We left Yarnell bleeding in his living room, and on the way across his front lawn, Ethan threw one arm over my shoulder. “Damn, boys, my sister is badass!”
I forced a small smile, knowing he was trying to cheer me up. But I couldn’t forget the fact that, though I was sure he wouldn’t be there, we were about to embark upon a search for Marc’s body. There was no good cheer in me to be found.
I slid into the front seat of the car again and concentrated on reversing my accidental partial Shift. Then, as Parker drove off, I grabbed the atlas from the pocket on the back of my seat and twisted in my seat so I could see everyone. After flipping a few pages, I found a map of Mississippi. Unfortunately, there was no close-up of the Rosetta area, so I couldn’t see the smaller roads. “Okay, White Apple is ten or twelve miles north of Rosetta, off of State Highway 33. We’ll go back to Marc’s and split up. Parker, you and Dan head toward White Apple, and Ethan and I will go south on 563. Keep your eyes open. There will probably be a break in the woods wherever they usually enter, but it’ll likely be faint.”

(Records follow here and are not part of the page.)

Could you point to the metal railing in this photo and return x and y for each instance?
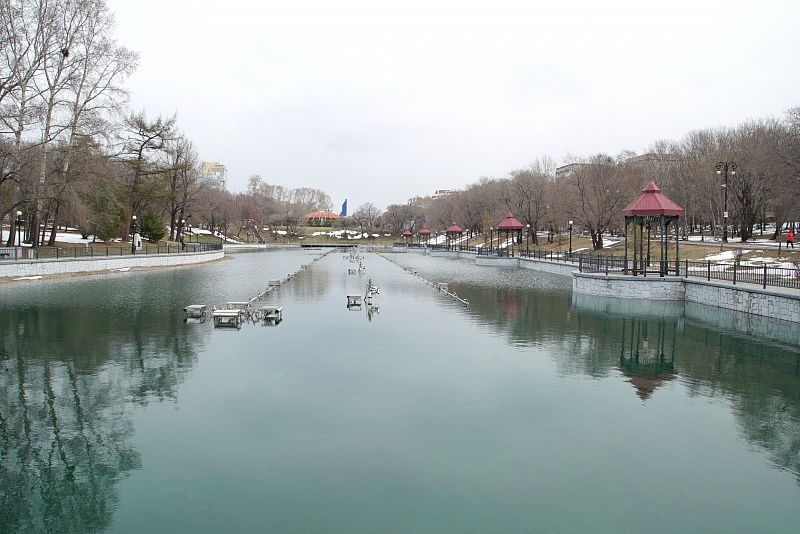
(735, 272)
(763, 275)
(84, 251)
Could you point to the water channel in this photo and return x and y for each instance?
(531, 410)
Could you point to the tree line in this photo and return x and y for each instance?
(73, 153)
(762, 158)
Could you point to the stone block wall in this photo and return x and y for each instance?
(20, 268)
(554, 267)
(628, 287)
(745, 299)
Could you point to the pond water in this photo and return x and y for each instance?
(531, 410)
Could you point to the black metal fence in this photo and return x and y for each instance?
(84, 251)
(763, 275)
(735, 272)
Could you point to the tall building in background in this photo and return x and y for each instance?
(215, 174)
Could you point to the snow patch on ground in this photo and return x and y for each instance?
(726, 255)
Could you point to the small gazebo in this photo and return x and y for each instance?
(510, 225)
(652, 210)
(424, 232)
(452, 231)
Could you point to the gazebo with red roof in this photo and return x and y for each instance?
(510, 225)
(324, 217)
(424, 232)
(651, 207)
(452, 230)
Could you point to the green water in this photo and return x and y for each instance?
(532, 410)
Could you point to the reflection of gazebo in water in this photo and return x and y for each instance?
(451, 233)
(510, 225)
(650, 209)
(424, 232)
(643, 359)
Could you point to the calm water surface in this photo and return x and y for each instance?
(532, 410)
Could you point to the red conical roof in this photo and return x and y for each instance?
(652, 202)
(510, 223)
(454, 229)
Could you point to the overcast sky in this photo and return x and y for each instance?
(379, 101)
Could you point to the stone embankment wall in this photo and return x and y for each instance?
(745, 299)
(629, 287)
(20, 268)
(565, 269)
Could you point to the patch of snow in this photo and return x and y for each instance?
(73, 238)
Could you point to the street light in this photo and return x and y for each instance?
(724, 166)
(20, 222)
(570, 239)
(133, 234)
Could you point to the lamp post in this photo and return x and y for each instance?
(723, 166)
(19, 228)
(528, 240)
(133, 234)
(570, 239)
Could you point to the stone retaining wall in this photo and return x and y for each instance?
(629, 287)
(496, 261)
(742, 298)
(20, 268)
(564, 269)
(745, 299)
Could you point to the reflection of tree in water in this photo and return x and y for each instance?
(67, 381)
(761, 380)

I paused, and closed my eyes while I uttered a silent prayer for Marc. Then I looked up to find Parker alternately staring at me and the road. “What?”
He hesitated. “Do you really think we’ll find him either of those places?”
“I certainly hope not.” I spent most of the rest of the drive giving my dad another, somber update, pretending I didn’t hear hopelessness in his every exhale.
At Marc’s house, I used the restroom and traded my leather jacket for a heavier coat I found in his closet, then grabbed a box of protein bars and several bottles of water from the fridge. As I split the supplies among two backpacks, I heard voices speaking softly from the front yard.
Through the front window, I saw Ethan and Parker standing side by side, each stuffing something into the backs of their respective vehicles. Rolls of black plastic. Ethan held an unopened roll of duct tape, and the handle of a shovel stuck up over the backseat of Parker’s car when he closed the back hatch.
I was hoping for the best, and they were preparing for the worst.
Sighing, I blinked unshed tears from my eyes and kicked the kitchen cabinet closed, then joined them outside, where Dan stood on the porch, both hands stuffed into the pockets of his own light coat.
“I think you’re right,” he said, steadily holding my gaze. “I think Marc’s still out there somewhere, alive. But you can’t blame them for bein’ ready, in case we’re wrong.”
“I don’t blame them.” I handed one of the loaded packs to him. “But we’re not wrong.”
I waved goodbye to Parker and Dan as we pulled out of Marc’s driveway, a better map of Mississippi on my lap, the heater blowing full blast into my face.
“You okay?” Ethan glanced at me briefly, then back at the road.
“No.”
He sighed, lips pressed together, hands gripping the wheel so hard his fingers had gone white with tension. “Faythe, I know you want to believe Marc’s still alive. And I hope to hell you’re right. None of us can handle losing him. But you need to be prepared for the possibility that he’s really gone. Or that Yarnell’s right, and we may never find him.”
“That won’t happen.” I clenched my hands in my lap to keep from putting a fist-shaped indentation in his glove compartment. “I’d know if he were dead, Ethan.”
“How?”
I closed my eyes and ground my teeth together. Damned logic… “I just would. Wouldn’t you know if something were wrong with Angela?”
Ethan chuckled. “Yeah. She’d call every five minutes, like she’s done all day long.”
“Your phone’s on silent?” I couldn’t resist a grin.